Theoretically, mice, rabbits, dogs, pigeons, and the known intermediate hosts such as pigs, horses, and sheep, these must be prepared. If possible, it’s best to have civets and pangolins—oh, forget about the latter, they are protected animals...
"Why use different things to feed them with bats... um, different things?"
"Because we need to determine the transmission routes..." Fecal-oral transmission, droplet transmission, fluid transmission, different pathways require different defense methods. In terms of disease prevention, Garrett always shared his knowledge:
"For example, if it’s getting sick from inhaling its sneeze, you have to cover your mouth and nose like we do... If it’s dirty stuff getting into the mouth, wash your hands before meals..."
"Why prepare more than twenty of each kind?"
"Because animal experiments are a gamble on probabilities... Oh, it’s something about betting on possibilities. Looking at so many animals, dividing each route and each type of bat, there’s not much left."
Twenty is nothing? The guy from the pharmacy department next door gossiped, whenever testing a new drug, the first phase clinical trials would involve dozens to hundreds of animals, whether it’s mice, pigeons, or even monkeys...
Oh, monkeys are precious. After all other experimental animals die, select drugs that are relatively harmless and test them on monkeys.
Even in his previous life, when studying medicine, to let clinical medicine students experience a bit, doing a half-lethal dose experiment, it had to be divided into 8 groups in one class, each group with 6 to 8 mice. If you calculate it, you would need at least 48 mice to see some results.
Unlike here, each transmission route and each bat, the same type of animal, only gets two or three. This probability is making him nervous. Whether he can get results feels like something purely relying on luck.
Or rather, whether he can successfully issue a warning probably depends on the country’s luck at the Magic Council?
Garrett answered without hesitation, and Priest Matthew, piece by piece, memorized these seemingly mysterious knowledge. Even if he didn’t know what it could be used for, the fact that someone was generously sharing knowledge made it worth his effort to help with the work.
"Why do we need an equal number of males and females? We looked for boars and rams for a long time..." Especially boars. Many young boars were killed and eaten, and it wasn’t so easy to borrow a breeding boar, it was almost tear-inducing. In the end, they had to catch a group of wild boars in the woods...
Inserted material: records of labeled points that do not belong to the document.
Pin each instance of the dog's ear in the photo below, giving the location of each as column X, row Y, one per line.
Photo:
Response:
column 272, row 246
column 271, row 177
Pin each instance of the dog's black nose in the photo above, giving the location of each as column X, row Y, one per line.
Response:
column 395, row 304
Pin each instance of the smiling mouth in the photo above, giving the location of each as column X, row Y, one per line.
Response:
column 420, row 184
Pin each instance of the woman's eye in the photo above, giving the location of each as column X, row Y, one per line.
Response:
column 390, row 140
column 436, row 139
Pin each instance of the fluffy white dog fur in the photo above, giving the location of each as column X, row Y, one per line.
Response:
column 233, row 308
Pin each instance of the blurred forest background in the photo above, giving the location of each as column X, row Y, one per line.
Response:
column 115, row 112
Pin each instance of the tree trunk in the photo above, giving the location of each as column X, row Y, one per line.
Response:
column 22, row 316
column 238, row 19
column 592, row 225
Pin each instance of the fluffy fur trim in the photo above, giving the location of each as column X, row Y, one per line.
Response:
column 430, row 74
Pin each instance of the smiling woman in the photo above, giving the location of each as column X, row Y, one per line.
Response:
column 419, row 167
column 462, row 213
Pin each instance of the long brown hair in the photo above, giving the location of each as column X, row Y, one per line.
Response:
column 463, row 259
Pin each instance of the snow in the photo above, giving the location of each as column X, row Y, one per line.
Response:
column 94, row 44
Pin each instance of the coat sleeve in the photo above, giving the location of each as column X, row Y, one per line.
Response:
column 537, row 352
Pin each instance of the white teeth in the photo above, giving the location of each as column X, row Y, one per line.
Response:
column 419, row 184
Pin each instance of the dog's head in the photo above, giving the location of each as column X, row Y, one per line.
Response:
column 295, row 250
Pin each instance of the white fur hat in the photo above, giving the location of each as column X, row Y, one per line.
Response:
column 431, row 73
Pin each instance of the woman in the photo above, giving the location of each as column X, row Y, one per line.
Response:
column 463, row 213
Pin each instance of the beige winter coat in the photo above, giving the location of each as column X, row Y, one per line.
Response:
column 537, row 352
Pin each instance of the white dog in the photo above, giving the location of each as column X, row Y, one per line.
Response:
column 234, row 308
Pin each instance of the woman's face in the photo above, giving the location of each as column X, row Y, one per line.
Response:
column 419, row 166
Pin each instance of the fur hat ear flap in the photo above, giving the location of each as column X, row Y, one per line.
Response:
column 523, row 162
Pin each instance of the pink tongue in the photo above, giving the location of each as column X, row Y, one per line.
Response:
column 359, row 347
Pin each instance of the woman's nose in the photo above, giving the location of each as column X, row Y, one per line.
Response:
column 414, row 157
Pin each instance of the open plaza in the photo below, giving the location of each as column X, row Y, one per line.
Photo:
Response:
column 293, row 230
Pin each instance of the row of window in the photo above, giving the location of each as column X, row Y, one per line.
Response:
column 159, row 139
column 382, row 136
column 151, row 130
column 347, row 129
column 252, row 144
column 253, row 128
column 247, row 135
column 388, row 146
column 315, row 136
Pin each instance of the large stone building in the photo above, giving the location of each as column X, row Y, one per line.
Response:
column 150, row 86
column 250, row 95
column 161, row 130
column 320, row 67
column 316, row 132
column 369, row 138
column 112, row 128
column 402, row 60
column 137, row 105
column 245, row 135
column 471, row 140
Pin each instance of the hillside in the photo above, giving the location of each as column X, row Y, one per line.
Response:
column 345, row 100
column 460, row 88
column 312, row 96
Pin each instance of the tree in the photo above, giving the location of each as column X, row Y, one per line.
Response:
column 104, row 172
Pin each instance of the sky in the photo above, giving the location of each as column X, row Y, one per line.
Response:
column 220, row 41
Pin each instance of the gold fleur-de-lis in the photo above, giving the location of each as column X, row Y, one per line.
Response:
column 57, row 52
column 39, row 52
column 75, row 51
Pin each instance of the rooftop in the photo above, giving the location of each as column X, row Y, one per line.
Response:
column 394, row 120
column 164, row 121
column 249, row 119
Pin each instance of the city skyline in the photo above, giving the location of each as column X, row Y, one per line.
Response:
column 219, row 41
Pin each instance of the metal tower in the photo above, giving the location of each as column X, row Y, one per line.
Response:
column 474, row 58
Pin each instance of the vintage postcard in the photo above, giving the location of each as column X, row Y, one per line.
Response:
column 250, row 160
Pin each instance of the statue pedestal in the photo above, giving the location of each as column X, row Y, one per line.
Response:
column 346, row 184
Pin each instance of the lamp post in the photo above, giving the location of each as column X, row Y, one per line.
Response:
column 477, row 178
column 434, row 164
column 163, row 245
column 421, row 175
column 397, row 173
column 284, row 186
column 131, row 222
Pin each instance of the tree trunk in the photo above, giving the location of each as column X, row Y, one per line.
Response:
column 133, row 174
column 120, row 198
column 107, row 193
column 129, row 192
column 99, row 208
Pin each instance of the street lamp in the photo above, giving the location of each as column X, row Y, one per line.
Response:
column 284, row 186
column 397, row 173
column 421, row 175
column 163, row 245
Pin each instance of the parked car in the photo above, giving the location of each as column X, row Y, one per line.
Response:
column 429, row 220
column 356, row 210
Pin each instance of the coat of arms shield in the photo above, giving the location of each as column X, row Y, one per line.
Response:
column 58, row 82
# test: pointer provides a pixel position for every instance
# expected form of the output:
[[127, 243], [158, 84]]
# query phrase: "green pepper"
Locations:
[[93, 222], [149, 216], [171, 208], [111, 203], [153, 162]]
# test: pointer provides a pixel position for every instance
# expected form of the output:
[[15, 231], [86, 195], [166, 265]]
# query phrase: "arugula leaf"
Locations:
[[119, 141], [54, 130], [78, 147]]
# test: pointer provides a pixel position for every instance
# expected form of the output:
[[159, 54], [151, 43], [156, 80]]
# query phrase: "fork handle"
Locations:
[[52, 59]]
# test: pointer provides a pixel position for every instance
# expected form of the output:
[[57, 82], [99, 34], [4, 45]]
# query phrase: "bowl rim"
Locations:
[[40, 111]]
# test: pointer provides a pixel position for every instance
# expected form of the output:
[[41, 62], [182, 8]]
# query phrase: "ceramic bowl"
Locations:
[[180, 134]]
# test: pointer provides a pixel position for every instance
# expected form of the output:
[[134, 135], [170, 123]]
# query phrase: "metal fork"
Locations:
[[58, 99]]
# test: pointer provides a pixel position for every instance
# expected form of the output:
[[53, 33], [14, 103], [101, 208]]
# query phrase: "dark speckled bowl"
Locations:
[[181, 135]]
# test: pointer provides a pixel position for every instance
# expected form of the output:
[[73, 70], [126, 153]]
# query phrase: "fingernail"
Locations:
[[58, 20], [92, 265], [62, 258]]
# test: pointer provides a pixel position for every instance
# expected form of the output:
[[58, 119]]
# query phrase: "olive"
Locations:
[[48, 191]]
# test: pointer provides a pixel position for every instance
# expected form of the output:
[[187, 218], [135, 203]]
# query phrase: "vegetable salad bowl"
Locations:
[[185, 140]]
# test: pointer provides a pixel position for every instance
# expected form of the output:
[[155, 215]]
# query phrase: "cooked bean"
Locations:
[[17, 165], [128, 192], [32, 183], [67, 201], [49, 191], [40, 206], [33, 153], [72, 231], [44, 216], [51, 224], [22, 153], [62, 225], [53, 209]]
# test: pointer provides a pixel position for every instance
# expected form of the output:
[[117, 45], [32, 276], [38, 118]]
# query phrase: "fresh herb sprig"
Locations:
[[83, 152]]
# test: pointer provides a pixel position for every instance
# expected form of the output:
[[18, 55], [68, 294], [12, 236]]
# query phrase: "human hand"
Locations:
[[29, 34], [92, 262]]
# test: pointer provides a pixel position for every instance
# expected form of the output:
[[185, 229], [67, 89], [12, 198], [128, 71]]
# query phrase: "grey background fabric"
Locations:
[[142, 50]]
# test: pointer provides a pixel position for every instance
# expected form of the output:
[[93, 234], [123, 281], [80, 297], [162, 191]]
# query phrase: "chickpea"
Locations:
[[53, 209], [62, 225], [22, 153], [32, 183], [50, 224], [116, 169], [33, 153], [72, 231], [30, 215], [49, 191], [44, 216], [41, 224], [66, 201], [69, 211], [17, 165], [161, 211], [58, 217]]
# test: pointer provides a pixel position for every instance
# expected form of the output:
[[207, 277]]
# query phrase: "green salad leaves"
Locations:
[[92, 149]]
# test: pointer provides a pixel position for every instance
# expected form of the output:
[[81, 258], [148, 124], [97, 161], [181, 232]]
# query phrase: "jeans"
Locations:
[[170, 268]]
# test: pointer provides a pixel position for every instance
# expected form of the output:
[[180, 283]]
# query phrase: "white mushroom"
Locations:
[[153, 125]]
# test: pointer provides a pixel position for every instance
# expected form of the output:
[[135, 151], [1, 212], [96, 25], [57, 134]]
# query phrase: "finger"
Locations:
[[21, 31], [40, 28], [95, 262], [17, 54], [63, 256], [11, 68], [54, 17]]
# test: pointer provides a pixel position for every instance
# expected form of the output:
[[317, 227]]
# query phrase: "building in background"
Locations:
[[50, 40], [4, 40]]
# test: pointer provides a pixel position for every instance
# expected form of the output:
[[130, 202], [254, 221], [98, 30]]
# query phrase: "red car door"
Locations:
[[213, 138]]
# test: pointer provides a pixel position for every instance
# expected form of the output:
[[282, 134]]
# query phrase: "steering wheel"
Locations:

"Because the probability of illness in male and female individuals may not be the same..."
Ah, poverty... Garrett looked around the animal pens, correcting himself, the animal laboratory, and shed a sympathetic tear for himself. According to the orthodox experimental design method, this number of experimental animals would need to be doubled at least, but...
He could barely afford it.
Even if he could afford it, there were not enough hands to take care of them. Even if there were enough hands, there weren’t so many people to measure the temperature of each animal one by one...
Ah, no wonder those who develop new drugs are big companies. When his status rises in the future, he must ask the Magic Council for a research group specifically to help him raise experimental animals...
Garrett added another reason to strive for an upgrade. Holding a notebook, Priest Matthew measured the animal’s temperature once, and he recorded it next to him:
"Wild rabbit No. 12, temperature 39... Hmm, 39.2 degrees, normal appetite, normal spirit, normal defecation, no abnormal secretions in the eyes, nose, or mouth, good health... Why do I have to measure if I already told you this rabbit is normal?"
"We still have to measure!—Besides, how can you guarantee it’s definitely normal?!"
"I can communicate with it! Servants of the God of Nature can do that—No, you can’t?!"
"Um..."
Garrett, who is seriously partial to science, didn’t know anything else about the skills of a Nature God’s priest... besides healing arts.